The policy applies to each Director and executive officer or their affiliates. The policy governs certain
corporate opportunities as well as certain related party transactions. For purposes of the policy, a “Corporate
Opportunity” means any opportunity (1) that a Director or executive officer reasonably believes is within the
Company’s existing line of business or is one in which the Company either has an existing interest or a reasonable
expectancy of an interest; and (2) the Company is reasonably capable of pursuing. The Corporate Opportunity
Policy also governs (1) any transaction where the Company is investing in entities in which an executive officer or
Director (or affiliates) has a material interest; or (2) any transaction between the Company and other entities
controlled by the Company, on the one hand, and any executive officer or Director (or any affiliate of such persons)
on the other hand.
Under the policy, except as otherwise provided, each Director and executive officer is required to submit any
such proposed transaction to the Governance Committee for review. In its review, the Governance Committee is to
consider all relevant facts and circumstances to determine whether it should (i) reject the proposed transaction;
(ii) conclude that the proposed transaction is appropriate and suggest that the Company pursue it on the terms
presented or on different terms, and in the case of a Corporate Opportunity suggest that the Company pursue the
Corporate Opportunity on its own, with the party who brought the proposed transaction to the Company’s attention
or with another third party; or (iii) ask the Board to consider the proposed transaction so the Board may then take
either of the actions described in (i) or (ii) above, and, at the Governance Committee’s option, in connection with
(iii), make recommendations to the Board.

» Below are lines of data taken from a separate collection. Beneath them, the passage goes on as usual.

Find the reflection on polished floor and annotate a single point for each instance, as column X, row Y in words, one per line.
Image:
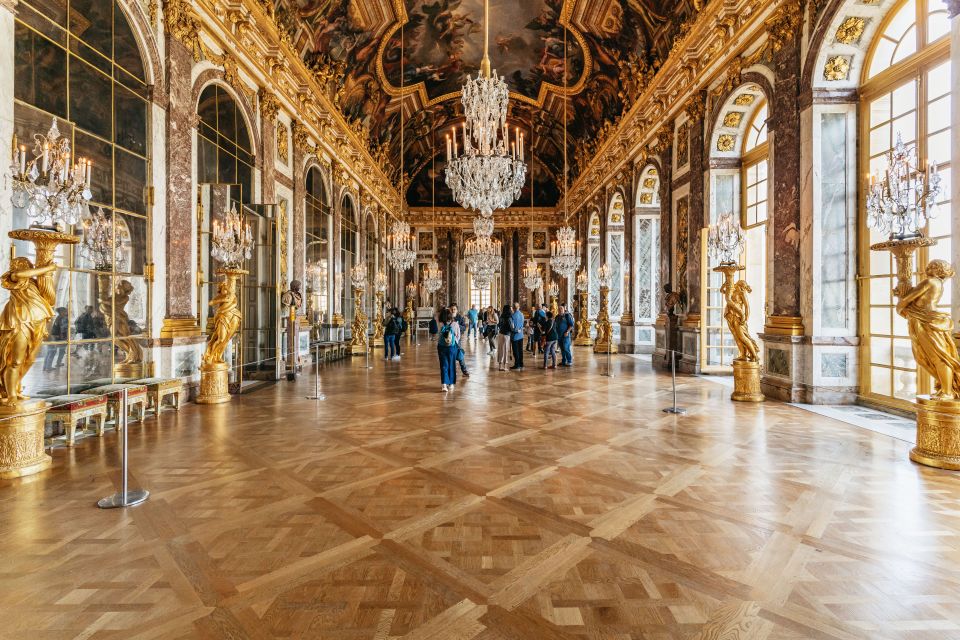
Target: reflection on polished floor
column 537, row 505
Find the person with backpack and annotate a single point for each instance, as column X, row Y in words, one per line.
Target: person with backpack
column 504, row 336
column 391, row 335
column 566, row 325
column 550, row 341
column 448, row 343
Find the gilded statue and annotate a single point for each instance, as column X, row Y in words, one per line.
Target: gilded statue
column 737, row 313
column 930, row 330
column 226, row 321
column 24, row 324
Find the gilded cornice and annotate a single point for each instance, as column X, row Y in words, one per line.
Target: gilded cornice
column 720, row 34
column 264, row 51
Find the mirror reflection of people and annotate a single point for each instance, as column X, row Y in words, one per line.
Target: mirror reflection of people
column 23, row 326
column 59, row 331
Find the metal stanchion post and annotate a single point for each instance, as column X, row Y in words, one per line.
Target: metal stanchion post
column 126, row 497
column 316, row 378
column 673, row 374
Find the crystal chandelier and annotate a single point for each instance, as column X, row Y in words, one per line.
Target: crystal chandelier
column 725, row 239
column 432, row 277
column 565, row 252
column 230, row 241
column 400, row 253
column 903, row 199
column 49, row 187
column 489, row 172
column 99, row 246
column 532, row 279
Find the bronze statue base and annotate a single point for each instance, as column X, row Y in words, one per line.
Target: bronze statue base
column 746, row 382
column 938, row 433
column 21, row 440
column 214, row 383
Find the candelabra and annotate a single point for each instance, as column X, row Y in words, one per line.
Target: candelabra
column 565, row 252
column 231, row 242
column 583, row 311
column 400, row 253
column 358, row 329
column 532, row 279
column 99, row 245
column 490, row 171
column 604, row 340
column 900, row 202
column 48, row 187
column 379, row 287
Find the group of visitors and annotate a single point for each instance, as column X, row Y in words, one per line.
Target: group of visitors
column 504, row 335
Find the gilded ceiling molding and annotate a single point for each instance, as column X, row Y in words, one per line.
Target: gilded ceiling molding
column 182, row 23
column 700, row 48
column 269, row 105
column 267, row 55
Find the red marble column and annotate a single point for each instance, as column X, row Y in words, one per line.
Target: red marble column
column 180, row 320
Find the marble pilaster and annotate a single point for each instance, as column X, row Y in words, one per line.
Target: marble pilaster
column 180, row 320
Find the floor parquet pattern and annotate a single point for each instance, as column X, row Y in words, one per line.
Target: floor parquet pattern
column 541, row 505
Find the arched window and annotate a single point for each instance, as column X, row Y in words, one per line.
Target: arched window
column 905, row 93
column 224, row 154
column 79, row 62
column 318, row 224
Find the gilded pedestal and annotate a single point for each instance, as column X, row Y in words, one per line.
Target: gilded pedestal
column 938, row 433
column 214, row 383
column 21, row 440
column 746, row 381
column 215, row 372
column 604, row 340
column 583, row 322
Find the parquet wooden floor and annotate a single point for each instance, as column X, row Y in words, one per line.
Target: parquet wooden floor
column 533, row 505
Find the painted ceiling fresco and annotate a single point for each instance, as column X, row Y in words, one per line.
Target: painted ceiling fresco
column 355, row 48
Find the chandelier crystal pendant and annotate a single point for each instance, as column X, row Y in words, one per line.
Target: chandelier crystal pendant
column 725, row 239
column 902, row 200
column 231, row 242
column 53, row 187
column 98, row 245
column 400, row 253
column 488, row 173
column 532, row 279
column 565, row 252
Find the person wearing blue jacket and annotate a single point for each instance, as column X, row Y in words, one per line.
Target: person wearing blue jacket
column 516, row 324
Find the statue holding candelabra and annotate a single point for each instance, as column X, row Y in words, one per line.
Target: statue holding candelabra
column 54, row 193
column 724, row 241
column 358, row 330
column 231, row 243
column 900, row 203
column 604, row 340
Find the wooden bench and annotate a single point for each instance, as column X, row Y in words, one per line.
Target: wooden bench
column 160, row 388
column 136, row 399
column 72, row 410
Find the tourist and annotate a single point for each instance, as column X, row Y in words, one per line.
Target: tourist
column 550, row 341
column 474, row 317
column 391, row 335
column 504, row 338
column 462, row 324
column 490, row 321
column 516, row 324
column 448, row 343
column 565, row 328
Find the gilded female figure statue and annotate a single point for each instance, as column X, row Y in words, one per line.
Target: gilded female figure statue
column 23, row 325
column 736, row 314
column 226, row 321
column 930, row 330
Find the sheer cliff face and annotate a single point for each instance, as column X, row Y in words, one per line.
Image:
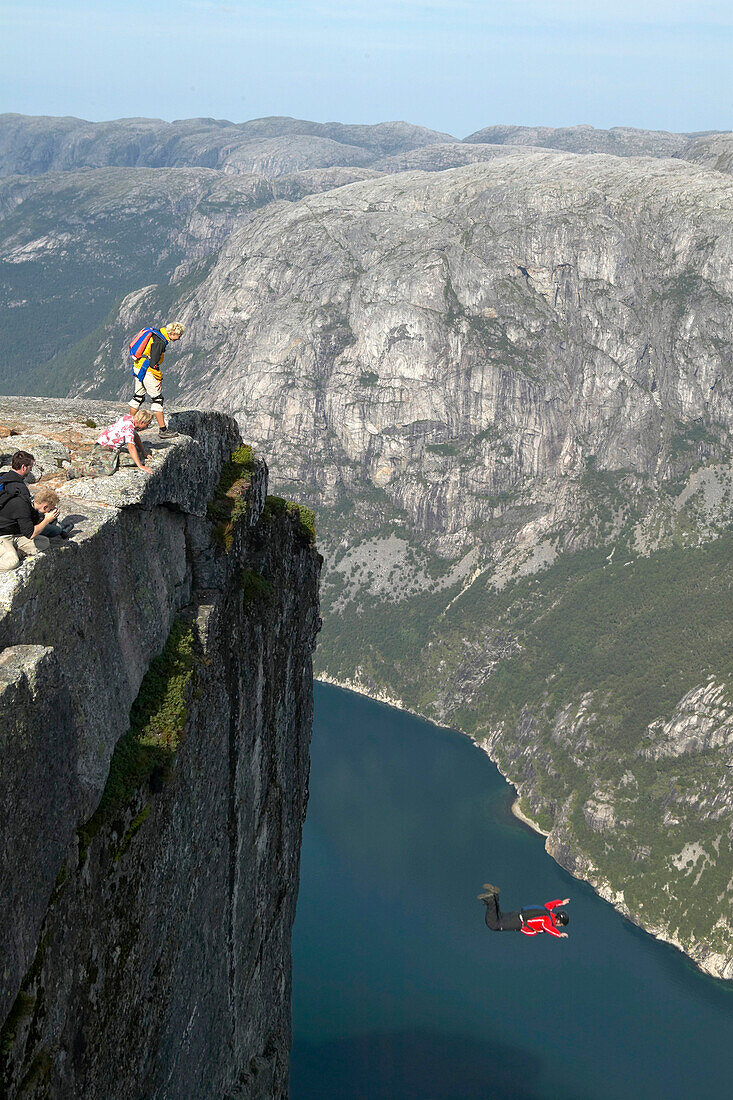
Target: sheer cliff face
column 474, row 374
column 149, row 891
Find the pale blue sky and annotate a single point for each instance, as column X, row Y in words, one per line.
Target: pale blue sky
column 452, row 65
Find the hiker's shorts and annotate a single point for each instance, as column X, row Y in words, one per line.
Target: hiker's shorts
column 152, row 386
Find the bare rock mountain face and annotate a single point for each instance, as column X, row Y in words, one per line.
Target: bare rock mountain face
column 506, row 387
column 155, row 710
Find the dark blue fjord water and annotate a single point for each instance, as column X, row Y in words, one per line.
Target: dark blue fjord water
column 401, row 992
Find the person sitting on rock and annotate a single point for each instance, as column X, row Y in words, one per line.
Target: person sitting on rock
column 529, row 921
column 109, row 451
column 146, row 352
column 21, row 530
column 44, row 502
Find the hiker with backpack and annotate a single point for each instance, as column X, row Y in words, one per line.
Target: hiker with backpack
column 146, row 352
column 21, row 525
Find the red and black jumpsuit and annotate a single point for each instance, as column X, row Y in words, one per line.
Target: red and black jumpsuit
column 528, row 921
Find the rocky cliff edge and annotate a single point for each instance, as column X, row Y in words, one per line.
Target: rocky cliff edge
column 194, row 917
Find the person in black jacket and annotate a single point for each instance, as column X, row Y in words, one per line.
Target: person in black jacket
column 21, row 525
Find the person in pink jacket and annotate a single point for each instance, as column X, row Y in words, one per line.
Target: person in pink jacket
column 531, row 921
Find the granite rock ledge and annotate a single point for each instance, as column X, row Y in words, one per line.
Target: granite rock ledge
column 181, row 900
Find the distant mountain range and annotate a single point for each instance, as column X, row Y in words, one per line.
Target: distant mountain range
column 277, row 146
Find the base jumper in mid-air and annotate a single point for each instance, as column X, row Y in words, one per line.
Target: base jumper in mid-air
column 529, row 921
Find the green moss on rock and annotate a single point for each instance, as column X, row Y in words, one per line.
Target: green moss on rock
column 229, row 503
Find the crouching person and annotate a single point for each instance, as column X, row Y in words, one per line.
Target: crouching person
column 45, row 502
column 21, row 526
column 118, row 446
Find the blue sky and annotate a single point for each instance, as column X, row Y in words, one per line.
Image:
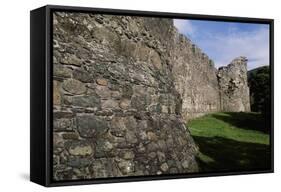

Any person bringing a proposed transaction to the Governance Committee is obligated to provide any and all
information requested by the Governance Committee and, if a Director, to recuse himself from any vote or other
deliberation.
Historically the Company has employed these pre-established procedures also with respect to transactions
involving known beneficial holders of more than five percent of Shares.
The policy may be changed at any time by the Board.
OTHER MATTERS
The Board is not aware of any matters not referred to in this proxy statement that will be presented for action at
the Annual Meeting. If any other matters properly come before the Annual Meeting, it is the intention of the persons
named in the enclosed proxy to vote the Shares represented thereby in accordance with their discretion.
SOLICITATION COSTS
The Company will pay the cost of soliciting proxies for the Annual Meeting, including the cost of mailing. The
solicitation is being made by mail and over the Internet and may also be made by telephone or in person using the
services of a number of regular employees of the Company at nominal cost. The Company will reimburse banks,
brokerage firms and other custodians, nominees and fiduciaries for expenses incurred in sending proxy materials to
beneficial owners of Shares. The Company has engaged D.F. King & Co., Inc. to solicit proxies and to assist with the
distribution of proxy materials for a fee of $18,500 plus reasonable out-of-pocket expenses.